These are just a few of the demeaning behaviors that add more salt to the emotional abuse you’d already faced in that relationship. They do this to show you who’s still in control and that you are no longer important to them as you do not serve their needs.

For any survivor of abuse, the discard phase is usually the most painful as they will feel very abandoned, rejected, and humiliated by someone they once loved. The discard phase is where that person who you thought was going to change reveals their true colors, and you get a good view of the abuser that was lurking in the shadows in the devaluation phase of the relationship. So, when does a narcissist discard happen?

Why A Narcissist Discards You

  1. You have stopped feeding their ego.

A narcissist survives on being praised and given attention, admiration, and validation. When you no longer fuel their fragile ego, they will discard you. Examples of this are where you don’t offer them any validation or praise, or you no longer meet their ‘standards’ of attractiveness, and they don’t want to be seen with you in public because you might tarnish their image. You might have also challenged them in a way that hurts their ego.

2. You’ve become too difficult to control.

A narcissist will also discard you when they feel that you’re no longer easily controlled or manipulated. A narcissist will always try to manipulate you to get their selfish needs met. When it gets to the point where they feel that you’re becoming too much of a nuisance and you no longer fall prey to their lies, they will discard you. Of course, they will try really hard to regain their control, but if they feel that you’ve become solid as a rock, they’ll choose to discard you.

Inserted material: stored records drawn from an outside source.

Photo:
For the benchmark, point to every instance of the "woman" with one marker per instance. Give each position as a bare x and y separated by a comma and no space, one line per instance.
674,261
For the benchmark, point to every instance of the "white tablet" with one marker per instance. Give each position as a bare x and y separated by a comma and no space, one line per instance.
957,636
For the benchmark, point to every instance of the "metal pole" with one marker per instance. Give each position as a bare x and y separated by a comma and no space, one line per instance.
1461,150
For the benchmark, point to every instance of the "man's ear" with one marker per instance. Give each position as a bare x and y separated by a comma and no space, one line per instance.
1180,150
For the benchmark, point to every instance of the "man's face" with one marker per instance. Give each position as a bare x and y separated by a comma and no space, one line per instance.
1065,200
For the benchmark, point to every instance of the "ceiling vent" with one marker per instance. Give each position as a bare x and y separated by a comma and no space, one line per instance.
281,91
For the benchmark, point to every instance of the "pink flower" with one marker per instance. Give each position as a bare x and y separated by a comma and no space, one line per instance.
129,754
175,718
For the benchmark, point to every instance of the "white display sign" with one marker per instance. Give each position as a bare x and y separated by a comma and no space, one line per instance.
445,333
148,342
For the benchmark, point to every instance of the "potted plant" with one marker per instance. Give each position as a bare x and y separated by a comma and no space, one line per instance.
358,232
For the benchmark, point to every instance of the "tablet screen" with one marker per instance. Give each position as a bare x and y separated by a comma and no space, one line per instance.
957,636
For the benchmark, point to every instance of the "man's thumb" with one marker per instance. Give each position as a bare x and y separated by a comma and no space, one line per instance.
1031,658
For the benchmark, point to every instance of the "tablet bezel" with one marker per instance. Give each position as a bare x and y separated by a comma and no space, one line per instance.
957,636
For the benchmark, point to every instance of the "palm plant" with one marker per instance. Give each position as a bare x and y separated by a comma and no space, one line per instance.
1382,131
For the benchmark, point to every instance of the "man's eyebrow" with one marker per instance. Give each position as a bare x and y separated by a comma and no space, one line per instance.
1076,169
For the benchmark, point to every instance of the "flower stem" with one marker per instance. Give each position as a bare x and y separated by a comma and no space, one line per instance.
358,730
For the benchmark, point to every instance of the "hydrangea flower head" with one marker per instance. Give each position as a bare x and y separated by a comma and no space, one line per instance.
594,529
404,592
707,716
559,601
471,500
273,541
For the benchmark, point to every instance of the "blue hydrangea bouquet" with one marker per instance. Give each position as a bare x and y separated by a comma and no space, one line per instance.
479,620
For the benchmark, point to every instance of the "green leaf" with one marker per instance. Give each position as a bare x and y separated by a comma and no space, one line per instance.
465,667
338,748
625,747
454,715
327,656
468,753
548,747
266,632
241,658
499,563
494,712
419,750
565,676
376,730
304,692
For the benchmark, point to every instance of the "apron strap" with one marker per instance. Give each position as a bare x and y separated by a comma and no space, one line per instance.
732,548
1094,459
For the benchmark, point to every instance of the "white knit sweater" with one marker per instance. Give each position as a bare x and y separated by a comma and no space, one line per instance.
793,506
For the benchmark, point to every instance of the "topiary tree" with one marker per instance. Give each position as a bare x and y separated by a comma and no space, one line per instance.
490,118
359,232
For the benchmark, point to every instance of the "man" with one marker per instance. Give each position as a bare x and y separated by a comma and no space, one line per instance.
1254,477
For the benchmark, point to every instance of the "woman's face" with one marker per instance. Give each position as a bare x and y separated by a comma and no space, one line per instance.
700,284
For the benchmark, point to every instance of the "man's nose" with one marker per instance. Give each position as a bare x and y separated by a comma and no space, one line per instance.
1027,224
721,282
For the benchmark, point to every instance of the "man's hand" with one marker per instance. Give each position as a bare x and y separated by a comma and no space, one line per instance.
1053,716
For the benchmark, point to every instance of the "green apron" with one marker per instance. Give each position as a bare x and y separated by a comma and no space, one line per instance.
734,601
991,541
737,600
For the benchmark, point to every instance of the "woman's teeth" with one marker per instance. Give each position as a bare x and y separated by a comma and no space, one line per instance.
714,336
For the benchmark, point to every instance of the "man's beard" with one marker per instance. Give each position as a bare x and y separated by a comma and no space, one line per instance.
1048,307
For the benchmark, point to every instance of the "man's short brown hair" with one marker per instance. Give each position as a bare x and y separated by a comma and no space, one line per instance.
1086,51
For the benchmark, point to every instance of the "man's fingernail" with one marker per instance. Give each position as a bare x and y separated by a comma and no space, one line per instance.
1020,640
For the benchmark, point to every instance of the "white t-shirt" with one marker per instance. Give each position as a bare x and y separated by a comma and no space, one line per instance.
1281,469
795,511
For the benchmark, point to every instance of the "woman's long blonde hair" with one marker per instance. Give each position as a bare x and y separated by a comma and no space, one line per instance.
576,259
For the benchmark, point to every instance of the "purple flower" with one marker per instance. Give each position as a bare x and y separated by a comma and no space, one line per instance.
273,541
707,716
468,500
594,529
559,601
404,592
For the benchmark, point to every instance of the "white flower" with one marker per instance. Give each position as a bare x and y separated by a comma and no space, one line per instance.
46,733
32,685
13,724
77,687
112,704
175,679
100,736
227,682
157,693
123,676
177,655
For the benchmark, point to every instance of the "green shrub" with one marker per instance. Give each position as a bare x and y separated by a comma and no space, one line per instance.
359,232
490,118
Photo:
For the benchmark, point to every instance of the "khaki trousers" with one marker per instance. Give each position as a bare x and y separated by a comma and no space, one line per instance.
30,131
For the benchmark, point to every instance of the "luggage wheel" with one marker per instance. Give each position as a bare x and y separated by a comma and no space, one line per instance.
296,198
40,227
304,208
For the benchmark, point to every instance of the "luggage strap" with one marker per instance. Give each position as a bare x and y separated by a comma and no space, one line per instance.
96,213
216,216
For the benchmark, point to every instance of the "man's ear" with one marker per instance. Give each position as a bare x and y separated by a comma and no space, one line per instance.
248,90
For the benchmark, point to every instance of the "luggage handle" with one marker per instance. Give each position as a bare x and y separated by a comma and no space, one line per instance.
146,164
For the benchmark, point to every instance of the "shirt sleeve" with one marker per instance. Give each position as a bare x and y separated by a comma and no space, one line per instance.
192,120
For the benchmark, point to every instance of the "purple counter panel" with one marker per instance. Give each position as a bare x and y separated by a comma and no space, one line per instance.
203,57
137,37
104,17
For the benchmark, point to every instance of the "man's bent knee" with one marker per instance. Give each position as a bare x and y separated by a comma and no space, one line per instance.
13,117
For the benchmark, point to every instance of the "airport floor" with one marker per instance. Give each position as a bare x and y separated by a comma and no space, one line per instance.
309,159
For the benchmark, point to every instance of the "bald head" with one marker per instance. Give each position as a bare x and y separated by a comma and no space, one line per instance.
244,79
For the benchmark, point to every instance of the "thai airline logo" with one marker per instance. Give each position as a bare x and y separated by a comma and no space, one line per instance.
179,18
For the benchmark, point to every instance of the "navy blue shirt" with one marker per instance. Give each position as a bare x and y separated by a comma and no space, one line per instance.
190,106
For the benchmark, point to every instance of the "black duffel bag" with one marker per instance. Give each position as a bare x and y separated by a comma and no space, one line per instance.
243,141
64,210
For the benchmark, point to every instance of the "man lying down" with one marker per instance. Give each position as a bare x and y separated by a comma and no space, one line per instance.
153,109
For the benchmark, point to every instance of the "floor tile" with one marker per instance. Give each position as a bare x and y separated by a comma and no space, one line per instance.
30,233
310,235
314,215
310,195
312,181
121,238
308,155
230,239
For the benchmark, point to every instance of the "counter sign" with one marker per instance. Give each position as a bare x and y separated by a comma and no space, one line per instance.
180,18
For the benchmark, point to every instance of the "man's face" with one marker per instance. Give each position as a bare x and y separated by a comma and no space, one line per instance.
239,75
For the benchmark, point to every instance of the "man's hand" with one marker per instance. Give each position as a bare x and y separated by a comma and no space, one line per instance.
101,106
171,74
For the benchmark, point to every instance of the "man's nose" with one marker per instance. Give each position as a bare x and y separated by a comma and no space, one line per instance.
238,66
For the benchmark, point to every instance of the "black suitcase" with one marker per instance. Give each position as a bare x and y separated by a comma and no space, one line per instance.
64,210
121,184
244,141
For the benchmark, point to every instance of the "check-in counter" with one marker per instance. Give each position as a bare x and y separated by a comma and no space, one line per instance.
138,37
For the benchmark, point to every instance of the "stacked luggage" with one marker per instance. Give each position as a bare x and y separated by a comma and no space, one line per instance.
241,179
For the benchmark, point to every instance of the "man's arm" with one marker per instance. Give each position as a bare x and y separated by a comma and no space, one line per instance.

3. They have found new supply.

A narcissist will discard you if they have found someone else to supply their needs. They’re probably fed up with you, and they now want greener pastures to exploit for their needs. The new supply will, of course, go through the same cycle of idealization-devaluation-discard in the relationship. They’re just bored and tired of you and want something new. The new supply was recruited while they were still in a relationship with you.

4. You’re becoming a ‘burden’ to them.

A narcissist will choose to discard you if they feel that you’re becoming a ‘burden’ in their life. A burden here means the narcissist has to take on some unavoidable responsibilities or tasks for you. This mostly happens when you’re either sick or expectant, or you’ve lost your job, and the narcissist will have to take care of you in a certain way. They will choose to discard you because they cannot stand responsibility as it does not serve their needs, and you’re no longer useful to them.

5. To punish you and regain control.

A narcissist may also choose to discard you to cause you pain and distress. As they leave you mostly without warning or at the worst possible time, they will discard you when you’re not doing what they want from you. This means that you may find yourself begging for them to come back, putting the narcissist back in a position of power and control. The emotional pain of rejection and abandonment due to the discard will make someone desperate, and they will choose to be taken back by the Narc.

Conclusion

A narcissist discard is a painful experience, and the thought that will be stuck in your mind is how someone can do such a cruel thing. That’s why we need to understand that narcissistic people have no empathy and they view life from a different lens. You were just another pawn in their game of manipulation and supply for their needs. The connection you had with them was just an illusion, and you fell in love with a mask.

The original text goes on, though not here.